The many purpose of using the transgender community is to give a blatant example of the main thesis of the film; everyone has to pay their dues in order to become anything in life and what are we willing to give or do to find a place to settle in.

The Role of Gender

One of the main points was how each male character seems dependent on their female counterparts. Almodóvar is very crafty in how he implements this co-dependency, in that these male characters seems implemented strategically with each dependent relationship having some validity to it. Esteban is dependent on his mother because he is young and naive and needs the level-headed guidance that a mother provides. Rosa’s father is dependent on others because of his Alzheimer’s. While there is a clear implication that male characters in need of guidance of the assured woman, this leaves something to ponder over how the transgender character fits in this dynamic. Could Esteban Sr. transition into Lola a female identity, reflective of the end result of an inner journey from a lost soul to a self-affirmed, independent woman. With multiple different characters representing being transgender and not one of them portray a sense if being unsure or questioning their new identity.  Agrado considers her new identity a more authentic one and being someone who went through the trials and tribulations necessary to be satisfied with who they are today. Gender fluidity is shown remarkably by Almodóvar, in that Esteban/Lola doesn’t change as a person in the eyes of Manuela who broke up more towards the actions that defined their character rather than how they defined their character.

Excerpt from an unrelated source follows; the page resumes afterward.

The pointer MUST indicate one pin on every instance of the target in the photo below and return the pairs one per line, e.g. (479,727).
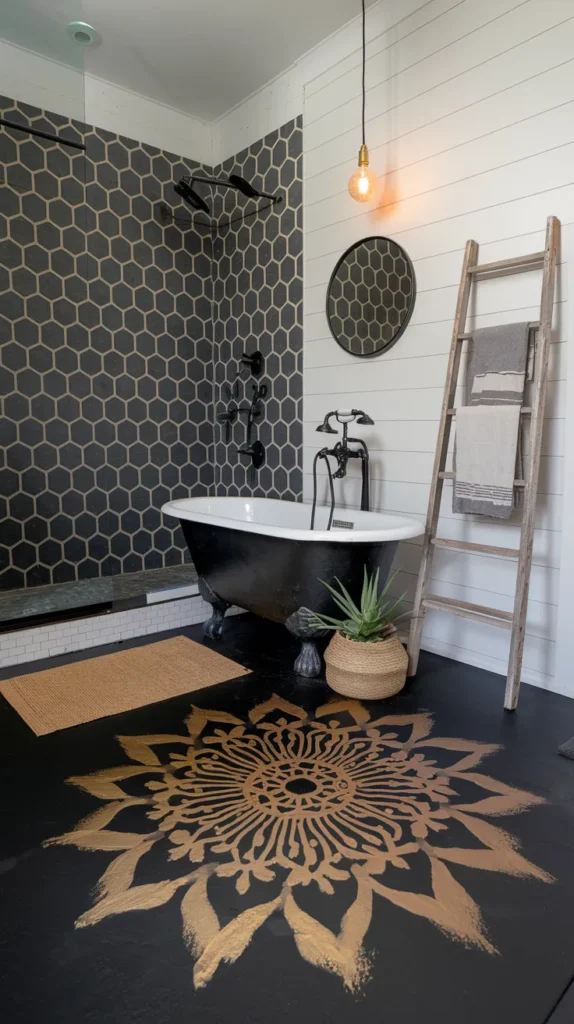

The concept of woman being assured of their place in the world, while man are co-dependent is a muddled message. All About My Mother is seen as giving female characters a focus, agency, and depth that is typically reserved to male counterparts which is why it is possible to consider that the characters function as an opposite or mirrored version which is not the case. The subversion of female to male roles is in the outside the film and screenplay not the characters themselves. While the females of All About My Mother is given the attention that a male lead is given, but they do not act as a surrogate for how a male lead would act in replacement. Manuela and the other women of the film act in a way to spread a sense of motherly love and demonstrate the sacrifice of a motherly figure. Manuela’s compassion and acceptance towards other reflects maternal love and caring and could be seen as a nurturing spirit that guides other onto the right path. Also, that by giving that love and healing to others, Manuela the mother can find self-gratification in her own identity. Manuela is asked if she paid her dues to be who she identifies as, and this journey laid out by the film could be her earning her role as a mother.

I do completely agree with your final point that the ending serves as a closing chapter in Manuela’s life. A Streetcar Named Desire is used to reference the ability to escape and move on from certain stages of life; All About Eve is brought up to highlight the idea of identity and replacement. All About My Mother is one cycle in Manuela’s life in which she identified as a grieving mother and a wanderer. If Fanny and Alexander is any indicator the life Manuela had before and after the events of the film equally pertinent to her life story but there is something impalpable about the importance of a warmly motherly spirit.

References/ Work Cited

Image and film discussed is: All About My Mother. (1999). Film. Sony Pictures Classic.